Pasé una noche terrible. A la mañana siguiente me llamaron muy temprano. Estaba
decidido a no abrirle a nadie la puerta: pero, ¿quién es capaz de resistir a los encantos de
una voz adorable que nos dice:
—¿No me quieres abrir, querido Axel?
Salí de mi habitación. Creí que mi aire abatido, mi palidez, mis ojos enrojecidos por el
insomnio producirían sobre Graüben un doloroso efecto y le haría cambiar de parecer:
pero ella, por el contrario, me dijo:
—¡Ah, mi querido Axel! Veo que estás mucho mejor —y que lo ha calmado la noche.
—¡Calmado! —exclamé yo.
Y corrí a mirarme al espejo.
En efecto, no tenía tan mala cara como me había imaginado. Aquello no era creíble.

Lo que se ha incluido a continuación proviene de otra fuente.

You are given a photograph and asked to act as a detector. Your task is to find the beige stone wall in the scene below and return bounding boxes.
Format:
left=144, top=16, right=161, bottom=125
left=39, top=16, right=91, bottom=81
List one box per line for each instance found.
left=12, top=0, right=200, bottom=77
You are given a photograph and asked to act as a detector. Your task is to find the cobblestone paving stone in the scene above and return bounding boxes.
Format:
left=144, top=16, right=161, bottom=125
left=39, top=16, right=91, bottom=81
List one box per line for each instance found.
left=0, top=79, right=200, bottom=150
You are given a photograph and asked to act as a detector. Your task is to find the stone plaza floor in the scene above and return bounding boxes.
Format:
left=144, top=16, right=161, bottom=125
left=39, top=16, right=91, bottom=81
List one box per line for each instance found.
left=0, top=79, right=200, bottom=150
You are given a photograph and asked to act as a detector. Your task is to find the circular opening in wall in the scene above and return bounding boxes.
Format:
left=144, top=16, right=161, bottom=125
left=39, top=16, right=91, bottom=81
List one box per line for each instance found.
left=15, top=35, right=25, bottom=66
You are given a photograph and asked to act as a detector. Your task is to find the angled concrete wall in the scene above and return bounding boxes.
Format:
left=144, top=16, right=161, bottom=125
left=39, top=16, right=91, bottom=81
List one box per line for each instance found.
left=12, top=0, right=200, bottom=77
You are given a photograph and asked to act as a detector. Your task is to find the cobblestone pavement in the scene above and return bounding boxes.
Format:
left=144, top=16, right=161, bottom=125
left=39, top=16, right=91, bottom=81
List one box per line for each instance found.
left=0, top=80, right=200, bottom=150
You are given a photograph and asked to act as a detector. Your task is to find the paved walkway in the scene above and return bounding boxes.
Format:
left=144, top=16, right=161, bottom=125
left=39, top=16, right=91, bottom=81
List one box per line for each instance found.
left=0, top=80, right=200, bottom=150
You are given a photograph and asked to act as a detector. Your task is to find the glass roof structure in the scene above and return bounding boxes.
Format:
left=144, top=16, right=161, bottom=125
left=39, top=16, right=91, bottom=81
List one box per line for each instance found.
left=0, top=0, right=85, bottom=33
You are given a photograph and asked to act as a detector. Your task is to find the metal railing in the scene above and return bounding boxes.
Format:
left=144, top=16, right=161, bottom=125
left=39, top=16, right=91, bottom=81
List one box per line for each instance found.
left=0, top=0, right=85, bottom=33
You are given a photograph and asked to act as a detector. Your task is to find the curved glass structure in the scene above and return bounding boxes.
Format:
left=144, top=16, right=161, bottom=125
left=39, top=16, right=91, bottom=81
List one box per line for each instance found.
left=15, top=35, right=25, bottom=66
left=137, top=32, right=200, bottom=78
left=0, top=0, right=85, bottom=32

—Axel —me dijo Graüben—, he estado mucho tiempo hablando con mi tutor. Es un
sabio arrojado, un hombre de gran valor, y no debes echar en olvido que su sangre corre
por tus venas. Me ha dado a conocer sus proyectos, sus esperanzas, y el cómo y el porqué
espera alcanzar su objetivo. Y lo alcanzará, no hay duda. ¡Ah, mi querido Axel! ¡Qué
hermoso es consagrarse de ese modo al estudio de las ciencias ¡Qué gloria tan inmensa
aguarda al señor Lidenbrock, que se reflejará sobre su compañero! Cuando regreses serás
un hombre, Axel: serás igual a tu tío, con libertad de hablar, con libertad de obrar, con
libertad. en fin, de...
La joven se ruborizó y no terminó la frase. Sus palabras me reanimaron. No quería, sin
embargo, creer, que nuestra partida era cierta. Hice entrar conmigo a Graüben en el
despacho del profesor Lidenbrock, y dije a éste:
—Tío, ¿está usted decidido, por fin, a que emprendamos la marcha?
—¡Cómo! ¿Lo dudas aún?
—No —le dije, con objeto de no contrariarle—: pero quisiera saber qué le induce a
proceder con tal precipitación.
—¡Toma! ¿Qué ha de ser? ¡El tiempo! ¡El tiempo, que transcurre con una rapidez
desesperante!
—Pero si estamos aún a 26 de mayo, y hasta fines de junio...
—¿Crees, ignorante que es tan fácil trasladarse a Islandia? Si no te hubieses marchado
como un necio, hubieras venido conmigo a la oficina de los señores Liffender y
Compañía, donde habrías visto que de Copenhague a Reykiavik no hay más que una
expedición mensual, el 22 de cada mes; y que, si esperásemos a la del 22 de junio,
llegaríamos demasiado tarde para ver la sombra del Scartaris acariciar el cráter del
Sneffels: es precise llegar a Copenhague lo antes posible para buscar allí un medio de
transporte. Anda a hacer tu equipaje en seguida.
No era posible objetar. Subí a mi habitación, seguido de Graüben, y ella fue la que se
encargó de colocar en una maleta los objetos que precisaba para tan largo viaje, con la
misma tranquilidad que si se tratase de hacer una excursión a Lubeck o a Heligoland. Sus
manos iban y venían sin precipitación; conversaba con absoluta calma y me daba las más
discretas razones a favor de nuestra expedición. Me embelesaba y enfurecía a intervalos.
A veces trataba de enfadarme, pero ella aparentaba no advertirlo y proseguía su tarea con
toda tranquilidad.
A las cinco y media, se oyó fuera el rodar de un carruaje, deteniéndose en nuestra
puerta un espacioso coche que había de conducirnos a la estación del ferrocarril de
Altona. En un momento se llenó con los bultos de mi tío.